# Imports and paths

In [1]:
import pandas as pd
import numpy as np
import matplotlib.pyplot as plt
import h5py
from tqdm import tqdm
from multiprocessing import Pool, cpu_count


In [3]:
npy_file = ("/projects/synsight/data/website_data/jump_compounds_matrix.npy")
METADATA_FILE = ("/projects/synsight/data/website_data/jump_compounds_matrix_metadata.parquet")
output_file = '/projects/synsight/data/website_data/nearest_neighbors.h5'  # Output HDF5 file

In [2]:
npy_file = ("/users/biocomp/msanchez/Documents/website-data/jump_compounds_matrix.npy")
METADATA_FILE = ("/users/biocomp/msanchez/Documents/website-data/jump_compounds_matrix_metadata.parquet")
output_file = '/users/biocomp/msanchez/Documents/website-data/nearest_neighbors.h5'  # Output HDF5 file

# Histograms

In [4]:


# Charger la matrice depuis le fichier .npy
matrix = np.load(npy_file)


In [5]:
all_values = matrix.flatten()

In [None]:

# Afficher la distribution des valeurs avec un histogramme
plt.figure(figsize=(8, 6))
plt.hist(all_values, bins=5000, log=True, color='blue', alpha=0.3)
plt.title('Distribution des valeurs dans la matrice')
plt.xlabel('Valeurs')
plt.ylabel('Fréquence')
plt.grid(axis='y', linestyle='--', alpha=0.7)
plt.show()

In [None]:

# Afficher la distribution des valeurs avec un histogramme
plt.figure(figsize=(8, 6))
plt.hist(all_values, bins=5000, color='blue', alpha=0.3)
plt.title('Distribution des valeurs dans la matrice')
plt.xlabel('Valeurs')
plt.ylabel('Fréquence')
plt.grid(axis='y', linestyle='--', alpha=0.7)
plt.show()

# Precompute distances

In [3]:
m = 100  # Number of nearest neighbors

In [4]:
# Load metadata
metadata = pd.read_parquet(METADATA_FILE)
metadata_ids = metadata['Metadata_JCP2022'].values  # Unique molecule IDs


In [None]:
metadata_ids

In [6]:
matrix = np.load(npy_file, mmap_mode='r')  # Memory mapping pour éviter le chargement complet en RAM
matrix = matrix.astype(np.float16) 

In [None]:
def process_row(i):
    """
    Process a single row of the distance matrix to find the m closest neighbors
    and include the distance to a specific molecule.

    Args:
        i (int): Index of the row in the distance matrix.

    Returns:
        tuple: (molecule_id, closest_ids, closest_distances)
    """
    distances = matrix[i]

    # Distance to the target molecule (JCP2022_033924)
    target_index = np.where(metadata_ids == 'JCP2022_033924')[0][0]
    dmso_distance = distances[target_index]

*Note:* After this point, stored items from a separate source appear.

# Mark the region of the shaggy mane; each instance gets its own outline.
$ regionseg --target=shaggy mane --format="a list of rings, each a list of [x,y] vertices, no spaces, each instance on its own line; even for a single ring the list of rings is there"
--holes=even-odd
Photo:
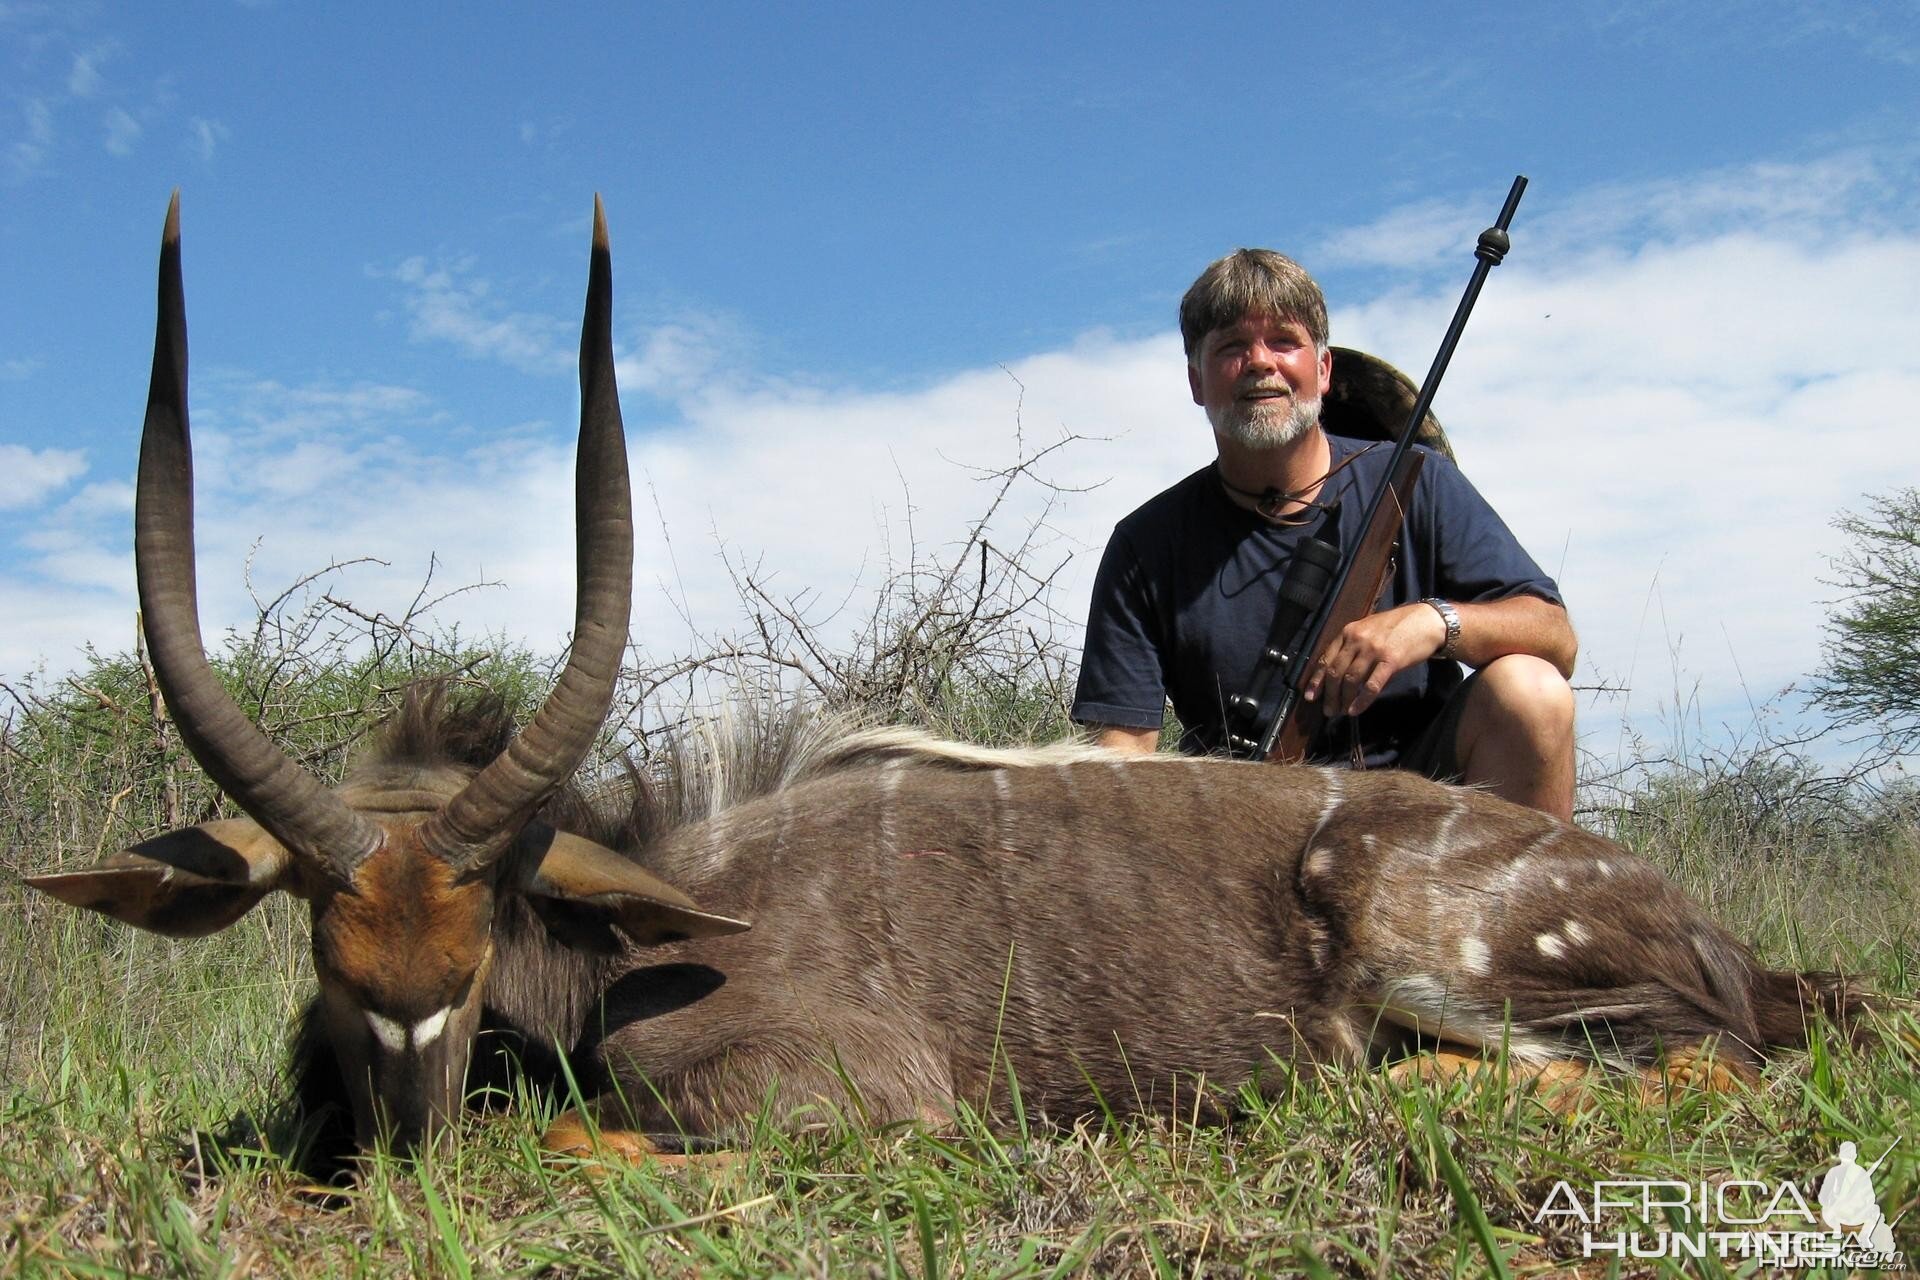
[[[520,730],[497,694],[456,691],[432,680],[407,689],[400,709],[356,765],[454,764],[484,768]],[[576,778],[555,793],[546,821],[609,848],[637,853],[676,828],[788,787],[887,761],[956,770],[1016,769],[1133,757],[1066,741],[1043,747],[978,747],[923,729],[875,725],[844,712],[766,704],[733,709],[666,738],[620,773]]]
[[[464,696],[445,680],[408,685],[400,709],[356,755],[365,764],[458,764],[484,768],[520,731],[506,699],[492,691]]]
[[[889,760],[984,770],[1128,757],[1078,742],[976,747],[845,712],[764,705],[670,738],[644,766],[629,760],[633,801],[618,847],[642,849],[677,827],[815,778]]]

    # Find m closest molecules using partial sorting (excluding self if needed)
    closest_indices = np.argpartition(distances, m)[1:m+1]  # Top m indices (unsorted)
    closest_distances = distances[closest_indices]

    # Sort these m indices to ensure proper order
    sorted_indices_within_chunk = np.argsort(closest_distances)
    closest_indices = closest_indices[sorted_indices_within_chunk]
    closest_distances = closest_distances[sorted_indices_within_chunk]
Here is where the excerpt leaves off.